Set vocals_only to false to get all four stems:
{
  "audio_path": "/Users/you/Downloads/song.mp3",
  "vocals_only": false
}
Response:
{
  "stems": {
    "vocals": "/path/to/vocals.wav",
    "drums": "/path/to/drums.wav",
    "bass": "/path/to/bass.wav",
    "other": "/path/to/other.wav"
  },
  "vocals_path": "/path/to/vocals.wav",
  "model": "htdemucs",
  "cached": false
}

Notes

Results are cached by file hash. The first run separates the audio. Every run after is instant.

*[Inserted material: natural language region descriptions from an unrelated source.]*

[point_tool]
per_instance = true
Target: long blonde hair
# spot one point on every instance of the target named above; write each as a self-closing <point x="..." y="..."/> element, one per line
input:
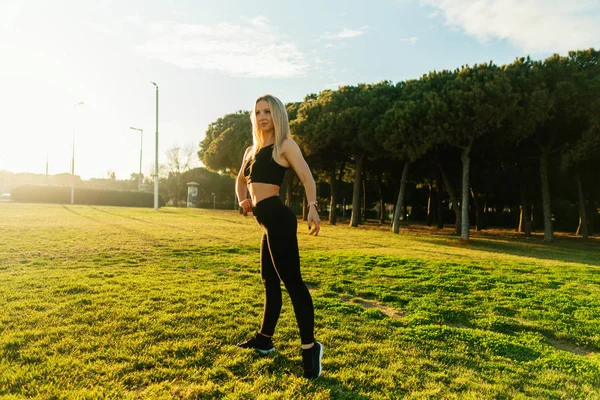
<point x="281" y="126"/>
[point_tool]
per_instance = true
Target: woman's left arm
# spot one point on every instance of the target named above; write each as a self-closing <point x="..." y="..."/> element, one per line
<point x="292" y="154"/>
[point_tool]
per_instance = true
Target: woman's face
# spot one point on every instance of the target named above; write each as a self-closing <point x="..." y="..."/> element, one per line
<point x="263" y="117"/>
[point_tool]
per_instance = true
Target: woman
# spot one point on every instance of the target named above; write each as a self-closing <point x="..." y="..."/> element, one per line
<point x="263" y="168"/>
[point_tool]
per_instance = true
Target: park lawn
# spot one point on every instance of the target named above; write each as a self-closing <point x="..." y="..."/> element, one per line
<point x="109" y="302"/>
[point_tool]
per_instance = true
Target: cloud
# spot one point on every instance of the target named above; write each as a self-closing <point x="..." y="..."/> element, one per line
<point x="531" y="25"/>
<point x="254" y="50"/>
<point x="411" y="40"/>
<point x="346" y="33"/>
<point x="101" y="28"/>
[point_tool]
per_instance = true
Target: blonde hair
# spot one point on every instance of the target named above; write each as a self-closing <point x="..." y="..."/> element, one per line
<point x="280" y="123"/>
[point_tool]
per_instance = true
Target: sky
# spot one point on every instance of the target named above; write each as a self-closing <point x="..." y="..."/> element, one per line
<point x="211" y="58"/>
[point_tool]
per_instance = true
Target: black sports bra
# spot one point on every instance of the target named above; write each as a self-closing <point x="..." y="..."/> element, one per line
<point x="264" y="169"/>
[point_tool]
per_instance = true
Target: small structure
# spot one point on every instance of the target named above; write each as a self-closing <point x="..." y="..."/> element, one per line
<point x="192" y="194"/>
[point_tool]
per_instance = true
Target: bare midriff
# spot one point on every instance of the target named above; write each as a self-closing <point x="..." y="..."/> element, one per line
<point x="260" y="191"/>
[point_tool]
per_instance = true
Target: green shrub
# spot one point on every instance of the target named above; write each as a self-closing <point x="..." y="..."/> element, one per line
<point x="62" y="194"/>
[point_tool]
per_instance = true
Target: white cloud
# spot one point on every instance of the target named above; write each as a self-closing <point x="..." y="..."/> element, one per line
<point x="411" y="40"/>
<point x="346" y="33"/>
<point x="256" y="50"/>
<point x="102" y="29"/>
<point x="531" y="25"/>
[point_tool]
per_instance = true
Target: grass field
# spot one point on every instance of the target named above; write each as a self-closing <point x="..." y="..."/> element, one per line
<point x="108" y="302"/>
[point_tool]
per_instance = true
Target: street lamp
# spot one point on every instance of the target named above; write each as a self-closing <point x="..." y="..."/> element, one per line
<point x="141" y="146"/>
<point x="156" y="154"/>
<point x="73" y="156"/>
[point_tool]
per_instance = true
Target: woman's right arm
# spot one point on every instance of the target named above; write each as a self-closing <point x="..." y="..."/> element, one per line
<point x="241" y="187"/>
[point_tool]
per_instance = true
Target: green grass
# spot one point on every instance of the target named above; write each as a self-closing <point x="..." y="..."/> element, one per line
<point x="107" y="302"/>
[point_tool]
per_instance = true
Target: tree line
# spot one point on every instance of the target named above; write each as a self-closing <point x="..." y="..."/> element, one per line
<point x="477" y="138"/>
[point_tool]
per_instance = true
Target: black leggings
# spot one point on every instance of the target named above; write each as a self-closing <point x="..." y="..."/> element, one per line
<point x="280" y="260"/>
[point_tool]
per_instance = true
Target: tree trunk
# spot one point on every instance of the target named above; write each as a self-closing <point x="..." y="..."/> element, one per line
<point x="400" y="202"/>
<point x="304" y="207"/>
<point x="583" y="226"/>
<point x="289" y="188"/>
<point x="333" y="190"/>
<point x="355" y="218"/>
<point x="478" y="210"/>
<point x="440" y="203"/>
<point x="453" y="199"/>
<point x="364" y="198"/>
<point x="546" y="206"/>
<point x="430" y="206"/>
<point x="381" y="203"/>
<point x="466" y="161"/>
<point x="525" y="215"/>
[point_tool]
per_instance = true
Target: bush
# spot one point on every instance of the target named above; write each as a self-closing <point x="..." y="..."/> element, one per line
<point x="62" y="194"/>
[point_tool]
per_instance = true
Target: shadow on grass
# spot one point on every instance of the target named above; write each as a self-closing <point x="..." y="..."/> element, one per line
<point x="563" y="249"/>
<point x="284" y="366"/>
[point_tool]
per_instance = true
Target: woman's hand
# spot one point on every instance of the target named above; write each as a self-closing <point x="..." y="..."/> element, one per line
<point x="313" y="217"/>
<point x="246" y="205"/>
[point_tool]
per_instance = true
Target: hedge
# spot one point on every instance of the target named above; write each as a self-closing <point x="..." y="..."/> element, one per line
<point x="104" y="197"/>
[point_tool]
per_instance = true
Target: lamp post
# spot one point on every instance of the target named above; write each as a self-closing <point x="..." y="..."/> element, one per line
<point x="73" y="155"/>
<point x="156" y="154"/>
<point x="141" y="147"/>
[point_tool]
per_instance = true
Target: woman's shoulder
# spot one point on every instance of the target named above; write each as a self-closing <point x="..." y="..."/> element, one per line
<point x="288" y="144"/>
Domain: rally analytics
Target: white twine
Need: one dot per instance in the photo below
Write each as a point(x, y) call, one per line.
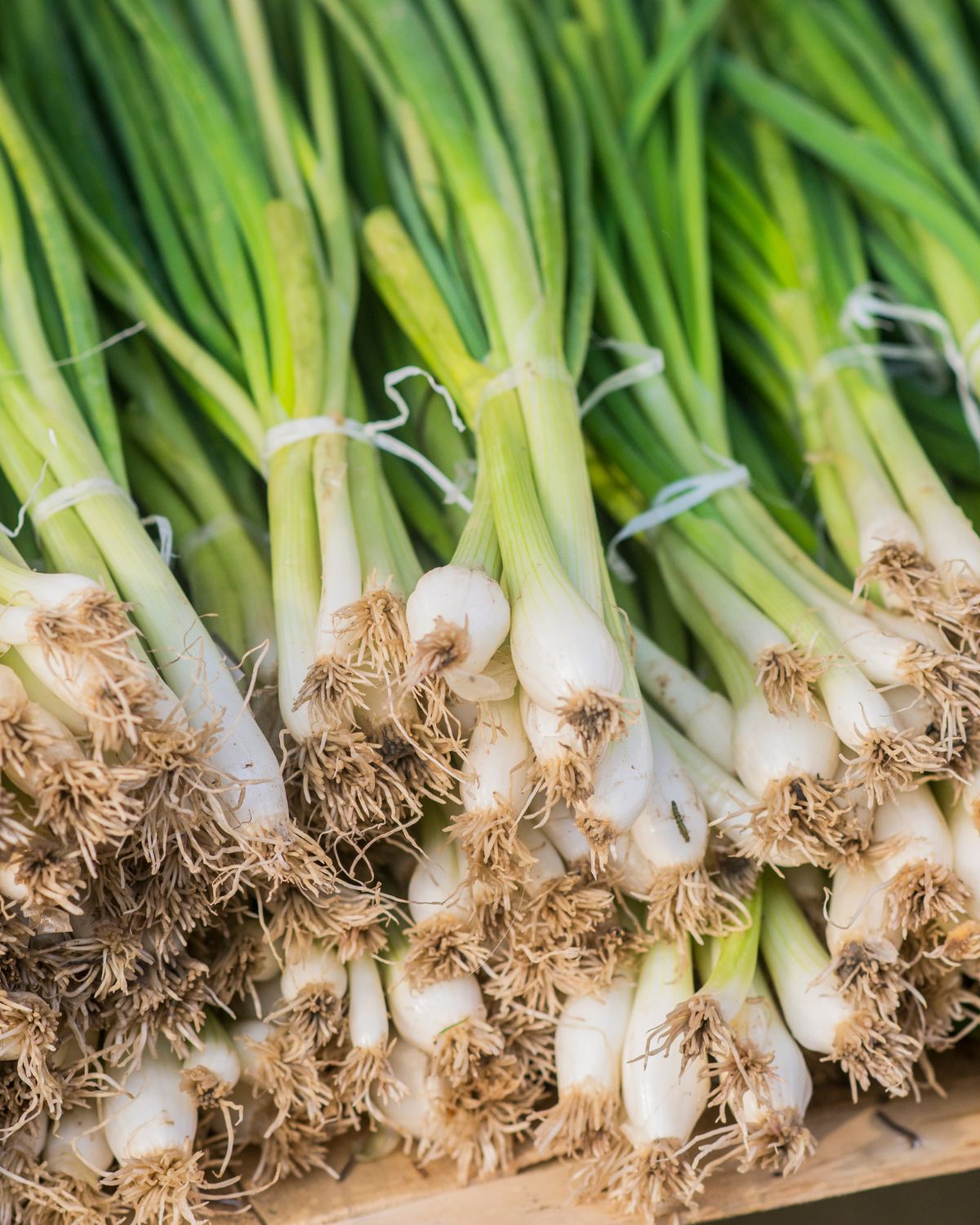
point(649, 365)
point(670, 501)
point(211, 531)
point(376, 434)
point(865, 309)
point(115, 338)
point(71, 495)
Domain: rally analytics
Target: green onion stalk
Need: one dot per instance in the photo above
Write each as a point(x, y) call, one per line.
point(260, 331)
point(670, 433)
point(507, 220)
point(920, 213)
point(799, 306)
point(190, 707)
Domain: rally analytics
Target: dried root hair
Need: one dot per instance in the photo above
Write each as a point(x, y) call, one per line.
point(595, 718)
point(92, 967)
point(786, 674)
point(90, 635)
point(183, 796)
point(739, 1068)
point(700, 1029)
point(810, 815)
point(296, 1080)
point(350, 919)
point(342, 777)
point(777, 1143)
point(958, 945)
point(480, 1139)
point(419, 756)
point(685, 898)
point(51, 1198)
point(460, 1049)
point(647, 1183)
point(51, 877)
point(870, 1049)
point(272, 858)
point(492, 844)
point(167, 1187)
point(169, 999)
point(443, 946)
point(377, 630)
point(951, 681)
point(891, 761)
point(921, 892)
point(871, 975)
point(445, 646)
point(314, 1017)
point(24, 739)
point(31, 1023)
point(566, 776)
point(582, 1119)
point(365, 1080)
point(88, 805)
point(903, 571)
point(292, 1148)
point(335, 688)
point(600, 835)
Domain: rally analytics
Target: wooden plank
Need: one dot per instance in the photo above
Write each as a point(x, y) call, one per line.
point(858, 1151)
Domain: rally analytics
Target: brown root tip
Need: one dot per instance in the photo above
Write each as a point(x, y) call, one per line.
point(51, 876)
point(350, 920)
point(600, 835)
point(314, 1017)
point(778, 1143)
point(951, 681)
point(335, 688)
point(960, 946)
point(296, 1080)
point(88, 804)
point(871, 977)
point(541, 960)
point(581, 1119)
point(418, 756)
point(342, 777)
point(377, 629)
point(742, 1068)
point(784, 673)
point(206, 1087)
point(29, 1026)
point(808, 815)
point(870, 1049)
point(686, 899)
point(443, 647)
point(920, 892)
point(595, 718)
point(698, 1027)
point(479, 1136)
point(461, 1048)
point(443, 947)
point(365, 1080)
point(492, 837)
point(648, 1183)
point(566, 776)
point(889, 761)
point(276, 857)
point(167, 1187)
point(904, 572)
point(291, 1148)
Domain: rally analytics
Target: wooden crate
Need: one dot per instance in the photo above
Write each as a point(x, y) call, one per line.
point(872, 1144)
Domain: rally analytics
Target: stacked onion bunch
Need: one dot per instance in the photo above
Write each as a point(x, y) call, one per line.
point(506, 874)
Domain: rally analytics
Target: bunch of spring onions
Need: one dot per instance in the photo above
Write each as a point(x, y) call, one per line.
point(488, 592)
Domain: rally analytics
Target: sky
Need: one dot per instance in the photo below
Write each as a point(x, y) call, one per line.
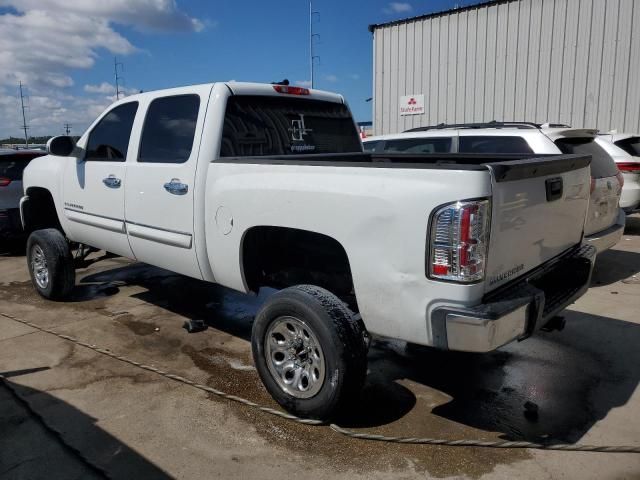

Use vocals_only: true (the default) when your goal is transcription. It is faster than full 4-stem separation and produces the same vocal quality.
Separated stems are stored at ~/.augent/separated/. Each file gets its own directory named by hash, so the same file is never processed twice.
The vocals_path from the response can be used as audio_path in any Augent tool: transcribe_audio, search_audio, deep_search, chapters, identify_speakers, batch_search, and more.
For best quality on difficult audio (heavy overlapping voices and music), use model: "htdemucs_ft". It is slower but produces cleaner separation.